Google Analytics Annoyances
I use Google Analytics to see how many people come to my sites and how they get there. It’s pretty amazing, but it has a couple of things that really annoy me: no full referrer data and it’s unfriendly to tabbed browsing.
I know, I know. Some people say it’s foolish to give Google all that data for free. All my sites are (at least in my opinion), content-rich, above-board sites, so I’m not really afraid of Google seeing who comes and goes. I do understand that this is not a free service provided by Google, though, it’s a data exchange: I let them see my data and they keep track of it for me. Fine.
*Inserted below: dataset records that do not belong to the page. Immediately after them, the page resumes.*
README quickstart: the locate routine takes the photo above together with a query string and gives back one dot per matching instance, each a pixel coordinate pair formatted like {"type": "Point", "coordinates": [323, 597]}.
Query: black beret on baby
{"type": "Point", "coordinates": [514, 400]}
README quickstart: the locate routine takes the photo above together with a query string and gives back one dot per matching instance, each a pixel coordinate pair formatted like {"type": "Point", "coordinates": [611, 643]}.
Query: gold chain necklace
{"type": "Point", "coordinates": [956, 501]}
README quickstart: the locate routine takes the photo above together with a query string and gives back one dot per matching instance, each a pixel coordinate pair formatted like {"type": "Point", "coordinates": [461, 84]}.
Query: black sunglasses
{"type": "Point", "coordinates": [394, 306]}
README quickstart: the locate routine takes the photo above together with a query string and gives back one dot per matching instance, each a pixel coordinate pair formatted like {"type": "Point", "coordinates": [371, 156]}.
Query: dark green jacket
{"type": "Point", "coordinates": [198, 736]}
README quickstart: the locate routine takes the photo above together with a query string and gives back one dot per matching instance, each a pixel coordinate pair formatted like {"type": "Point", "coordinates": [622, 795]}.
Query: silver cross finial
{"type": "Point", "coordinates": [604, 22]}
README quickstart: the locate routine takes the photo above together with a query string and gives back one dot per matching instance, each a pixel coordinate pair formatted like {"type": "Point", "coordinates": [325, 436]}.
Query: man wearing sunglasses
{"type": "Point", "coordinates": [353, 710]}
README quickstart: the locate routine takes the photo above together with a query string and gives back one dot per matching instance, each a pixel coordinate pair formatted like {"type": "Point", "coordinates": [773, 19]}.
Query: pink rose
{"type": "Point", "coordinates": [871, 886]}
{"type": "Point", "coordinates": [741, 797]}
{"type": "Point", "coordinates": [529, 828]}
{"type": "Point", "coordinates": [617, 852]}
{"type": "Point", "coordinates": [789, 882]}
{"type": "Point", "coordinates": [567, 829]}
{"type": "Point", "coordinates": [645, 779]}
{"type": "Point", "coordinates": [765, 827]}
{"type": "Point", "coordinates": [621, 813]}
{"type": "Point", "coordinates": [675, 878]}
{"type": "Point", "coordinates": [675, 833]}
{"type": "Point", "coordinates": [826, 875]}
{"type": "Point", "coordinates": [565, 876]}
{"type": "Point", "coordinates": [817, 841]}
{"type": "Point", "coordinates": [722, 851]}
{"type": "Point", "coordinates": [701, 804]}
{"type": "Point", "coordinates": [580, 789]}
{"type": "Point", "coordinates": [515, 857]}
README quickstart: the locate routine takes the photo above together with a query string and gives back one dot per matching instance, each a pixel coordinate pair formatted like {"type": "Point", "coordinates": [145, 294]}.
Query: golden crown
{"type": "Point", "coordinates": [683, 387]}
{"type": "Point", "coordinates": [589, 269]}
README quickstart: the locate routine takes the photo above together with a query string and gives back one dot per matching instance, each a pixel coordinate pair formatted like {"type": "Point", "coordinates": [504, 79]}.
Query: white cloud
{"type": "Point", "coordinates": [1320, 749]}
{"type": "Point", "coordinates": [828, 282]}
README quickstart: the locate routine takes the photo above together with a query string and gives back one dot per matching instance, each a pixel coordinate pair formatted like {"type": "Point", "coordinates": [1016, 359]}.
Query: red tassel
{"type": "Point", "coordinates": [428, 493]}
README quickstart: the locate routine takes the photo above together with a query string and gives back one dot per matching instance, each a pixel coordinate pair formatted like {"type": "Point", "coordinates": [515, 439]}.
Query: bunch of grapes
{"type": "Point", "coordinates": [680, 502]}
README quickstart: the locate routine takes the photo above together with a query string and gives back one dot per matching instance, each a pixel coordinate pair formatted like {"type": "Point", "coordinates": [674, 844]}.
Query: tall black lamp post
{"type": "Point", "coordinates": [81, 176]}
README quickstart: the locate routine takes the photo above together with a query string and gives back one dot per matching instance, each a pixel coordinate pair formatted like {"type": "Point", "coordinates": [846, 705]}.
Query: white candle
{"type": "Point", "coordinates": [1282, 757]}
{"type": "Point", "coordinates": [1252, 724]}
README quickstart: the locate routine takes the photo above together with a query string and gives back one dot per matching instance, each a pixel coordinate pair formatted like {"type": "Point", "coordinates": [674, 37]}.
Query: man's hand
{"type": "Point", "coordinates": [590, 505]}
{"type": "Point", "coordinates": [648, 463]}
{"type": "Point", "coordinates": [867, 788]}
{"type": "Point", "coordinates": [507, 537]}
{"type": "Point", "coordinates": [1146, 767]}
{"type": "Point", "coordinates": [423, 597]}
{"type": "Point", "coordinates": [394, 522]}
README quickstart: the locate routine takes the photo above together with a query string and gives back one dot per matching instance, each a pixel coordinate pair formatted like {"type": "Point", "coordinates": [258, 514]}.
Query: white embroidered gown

So now that I’m paying them so richly with my data, I wish they would make their service a bit less annoying. What’s annoying? Two things principally:
- No full referrer data. When someone visits from a forum, the URL is often something like http://someforum.com/index.php?page=123456. Unfortunately GA does not bother to record the part after the ?, which means that you can’t possibly find out where people are coming from. I’m not exactly running the most high-profile, highest traffic sites on the net, so I try to stop in and say hello is a forum is having a substantive discussion of what I’m saying. Unfortunately, GA doesn’t capture that data unless you put some extra work in.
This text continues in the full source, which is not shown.